Even without a credit score, people can still access utility services and subscriptions to services like Netflix. And consumers can leverage recurring expenses to gain access to other financial products — including home and auto loans and other lines of credit.
Spring Labs offers a more complete representation of an individual’s creditworthiness by allowing institutions to evaluate a wider variety of transactions. That can serve to increase access to financial services for unbanked and underbanked consumers around the world.
Spring Labs: Enhancing Network Value and Consumer Benefits through Strategic Partnerships
The success of Spring Labs will rely on revolutionizing credit evaluation through existing companies and institutions — after all, they’re the ones who hold the data and provide the money to borrowers. That’s why the platform is establishing partnerships to ensure enough data availability to make the network a valuable resource for lenders.
“We’re pushing hard to get as many people on the network as possible because each of these companies will need some proof that this network provides enough value to them,” Blehaut said. “That’s what we’re pushing so hard on the partnership front. The more people on the network, the more valuable the network.”
Current Spring Labs partners include General Motors Financial, SoFi, OnDeck Capital, Avant, Funding Circle, BlueVine, Fundation, Upgrade, and Fundbox, among others.

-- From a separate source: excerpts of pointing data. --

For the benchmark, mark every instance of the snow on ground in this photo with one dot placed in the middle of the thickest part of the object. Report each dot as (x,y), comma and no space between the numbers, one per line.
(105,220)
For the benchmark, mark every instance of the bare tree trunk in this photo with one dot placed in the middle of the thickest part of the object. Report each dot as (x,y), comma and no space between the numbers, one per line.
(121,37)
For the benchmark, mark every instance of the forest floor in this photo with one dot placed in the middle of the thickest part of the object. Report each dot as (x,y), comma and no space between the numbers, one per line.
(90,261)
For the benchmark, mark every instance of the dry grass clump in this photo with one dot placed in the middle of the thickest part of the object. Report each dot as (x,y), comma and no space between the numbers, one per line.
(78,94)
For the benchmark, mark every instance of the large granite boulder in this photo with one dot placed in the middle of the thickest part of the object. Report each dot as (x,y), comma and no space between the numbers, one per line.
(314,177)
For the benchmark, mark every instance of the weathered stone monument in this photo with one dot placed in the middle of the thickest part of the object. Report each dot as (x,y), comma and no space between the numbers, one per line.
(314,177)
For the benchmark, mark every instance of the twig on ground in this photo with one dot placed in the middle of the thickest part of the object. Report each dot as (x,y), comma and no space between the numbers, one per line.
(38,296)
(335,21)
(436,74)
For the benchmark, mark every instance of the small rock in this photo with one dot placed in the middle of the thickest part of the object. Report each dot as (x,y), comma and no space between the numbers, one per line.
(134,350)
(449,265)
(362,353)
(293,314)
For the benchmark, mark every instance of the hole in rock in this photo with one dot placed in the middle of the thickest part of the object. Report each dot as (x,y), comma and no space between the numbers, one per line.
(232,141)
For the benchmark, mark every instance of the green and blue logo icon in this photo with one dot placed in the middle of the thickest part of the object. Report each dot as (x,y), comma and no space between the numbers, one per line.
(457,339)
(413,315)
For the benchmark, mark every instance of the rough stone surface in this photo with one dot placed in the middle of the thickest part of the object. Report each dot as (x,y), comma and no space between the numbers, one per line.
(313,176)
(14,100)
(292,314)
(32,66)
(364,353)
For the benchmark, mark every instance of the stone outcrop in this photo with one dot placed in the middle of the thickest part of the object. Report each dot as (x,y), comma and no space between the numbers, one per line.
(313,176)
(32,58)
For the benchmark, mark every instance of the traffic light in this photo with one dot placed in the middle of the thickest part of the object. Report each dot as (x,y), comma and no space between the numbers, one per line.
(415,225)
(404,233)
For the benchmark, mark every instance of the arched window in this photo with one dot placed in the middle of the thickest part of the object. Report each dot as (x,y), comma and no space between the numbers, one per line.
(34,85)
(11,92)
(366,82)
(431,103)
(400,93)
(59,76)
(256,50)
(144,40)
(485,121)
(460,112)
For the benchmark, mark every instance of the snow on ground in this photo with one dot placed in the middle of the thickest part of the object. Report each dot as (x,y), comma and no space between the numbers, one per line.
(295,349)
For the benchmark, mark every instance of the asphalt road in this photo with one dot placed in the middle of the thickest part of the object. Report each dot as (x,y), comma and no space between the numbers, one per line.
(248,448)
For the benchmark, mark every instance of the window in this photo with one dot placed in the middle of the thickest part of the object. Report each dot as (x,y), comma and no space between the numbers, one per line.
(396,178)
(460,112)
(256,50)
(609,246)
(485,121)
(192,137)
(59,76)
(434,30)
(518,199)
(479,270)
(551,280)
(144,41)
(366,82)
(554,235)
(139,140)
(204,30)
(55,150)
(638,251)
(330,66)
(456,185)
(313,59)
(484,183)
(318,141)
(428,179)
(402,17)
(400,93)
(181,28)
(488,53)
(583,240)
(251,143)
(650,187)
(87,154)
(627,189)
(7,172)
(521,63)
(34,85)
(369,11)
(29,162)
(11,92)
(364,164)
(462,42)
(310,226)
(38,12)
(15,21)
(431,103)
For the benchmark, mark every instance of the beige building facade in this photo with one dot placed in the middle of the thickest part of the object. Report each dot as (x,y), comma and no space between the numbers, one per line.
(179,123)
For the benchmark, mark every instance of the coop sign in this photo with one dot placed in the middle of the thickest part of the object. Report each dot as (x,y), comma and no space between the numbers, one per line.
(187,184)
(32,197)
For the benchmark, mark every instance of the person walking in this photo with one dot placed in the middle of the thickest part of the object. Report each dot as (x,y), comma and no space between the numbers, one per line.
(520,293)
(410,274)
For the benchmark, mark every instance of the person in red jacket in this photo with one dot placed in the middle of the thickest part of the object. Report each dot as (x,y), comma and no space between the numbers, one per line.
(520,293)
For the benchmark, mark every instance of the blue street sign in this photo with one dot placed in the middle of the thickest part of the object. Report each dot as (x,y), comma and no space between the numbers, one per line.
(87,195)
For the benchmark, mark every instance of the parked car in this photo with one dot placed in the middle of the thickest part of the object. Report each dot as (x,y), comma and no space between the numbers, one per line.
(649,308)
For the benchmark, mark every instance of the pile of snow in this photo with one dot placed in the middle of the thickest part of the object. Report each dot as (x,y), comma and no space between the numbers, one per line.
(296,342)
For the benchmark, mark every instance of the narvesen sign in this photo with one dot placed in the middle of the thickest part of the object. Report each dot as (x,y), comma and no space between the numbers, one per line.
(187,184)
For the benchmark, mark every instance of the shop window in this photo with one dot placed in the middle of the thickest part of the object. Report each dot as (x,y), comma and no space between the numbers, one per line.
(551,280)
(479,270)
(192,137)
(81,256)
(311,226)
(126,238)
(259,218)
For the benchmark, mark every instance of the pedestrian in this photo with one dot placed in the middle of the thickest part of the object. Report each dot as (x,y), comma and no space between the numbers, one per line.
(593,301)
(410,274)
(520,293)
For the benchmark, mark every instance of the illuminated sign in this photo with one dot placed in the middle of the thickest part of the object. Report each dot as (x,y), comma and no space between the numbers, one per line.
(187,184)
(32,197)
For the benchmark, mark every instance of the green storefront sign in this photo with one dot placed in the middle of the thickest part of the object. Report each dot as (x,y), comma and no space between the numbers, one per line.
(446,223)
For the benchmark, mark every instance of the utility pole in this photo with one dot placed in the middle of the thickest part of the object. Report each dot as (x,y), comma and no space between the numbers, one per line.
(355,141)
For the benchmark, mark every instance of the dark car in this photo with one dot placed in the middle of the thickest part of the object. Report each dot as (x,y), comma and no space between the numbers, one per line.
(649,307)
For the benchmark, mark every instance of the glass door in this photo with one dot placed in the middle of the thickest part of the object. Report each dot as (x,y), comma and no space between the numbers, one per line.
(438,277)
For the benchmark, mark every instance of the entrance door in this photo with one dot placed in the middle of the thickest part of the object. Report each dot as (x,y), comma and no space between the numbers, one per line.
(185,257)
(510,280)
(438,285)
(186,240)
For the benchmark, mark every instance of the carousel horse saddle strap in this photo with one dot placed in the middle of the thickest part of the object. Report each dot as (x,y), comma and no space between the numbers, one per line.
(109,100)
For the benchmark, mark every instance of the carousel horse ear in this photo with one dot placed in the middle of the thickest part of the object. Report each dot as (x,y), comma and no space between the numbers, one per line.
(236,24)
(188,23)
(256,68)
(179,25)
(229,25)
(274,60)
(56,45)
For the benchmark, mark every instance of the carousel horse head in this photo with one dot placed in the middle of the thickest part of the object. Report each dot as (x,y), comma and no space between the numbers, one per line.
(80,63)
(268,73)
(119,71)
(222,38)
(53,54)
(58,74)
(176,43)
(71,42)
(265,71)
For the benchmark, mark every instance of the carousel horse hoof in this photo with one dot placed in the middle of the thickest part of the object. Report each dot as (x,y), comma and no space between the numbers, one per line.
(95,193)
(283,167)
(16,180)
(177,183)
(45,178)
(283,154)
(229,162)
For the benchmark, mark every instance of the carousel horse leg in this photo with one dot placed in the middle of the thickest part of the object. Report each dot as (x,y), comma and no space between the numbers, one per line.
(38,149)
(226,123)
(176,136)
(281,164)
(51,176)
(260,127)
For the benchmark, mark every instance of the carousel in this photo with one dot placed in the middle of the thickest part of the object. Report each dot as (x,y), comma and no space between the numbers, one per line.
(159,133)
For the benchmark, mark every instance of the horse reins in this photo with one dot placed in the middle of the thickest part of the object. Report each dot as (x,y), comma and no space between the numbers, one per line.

Blehaut also said that Spring Labs aspires to become a touchstone for consumer confidence and an effective, secure alternative to traditional credit reporting agencies. An additional future benefit will be a self-assessment tool for consumers to view their own creditworthiness — according to data provided to, and by, network participants.
“In the long term, people can check their status on this platform,” Blehaut said. “They’d see, at a granular level, how they’re participating or how they’re viewed in the credit space and quickly detect when they have issues.”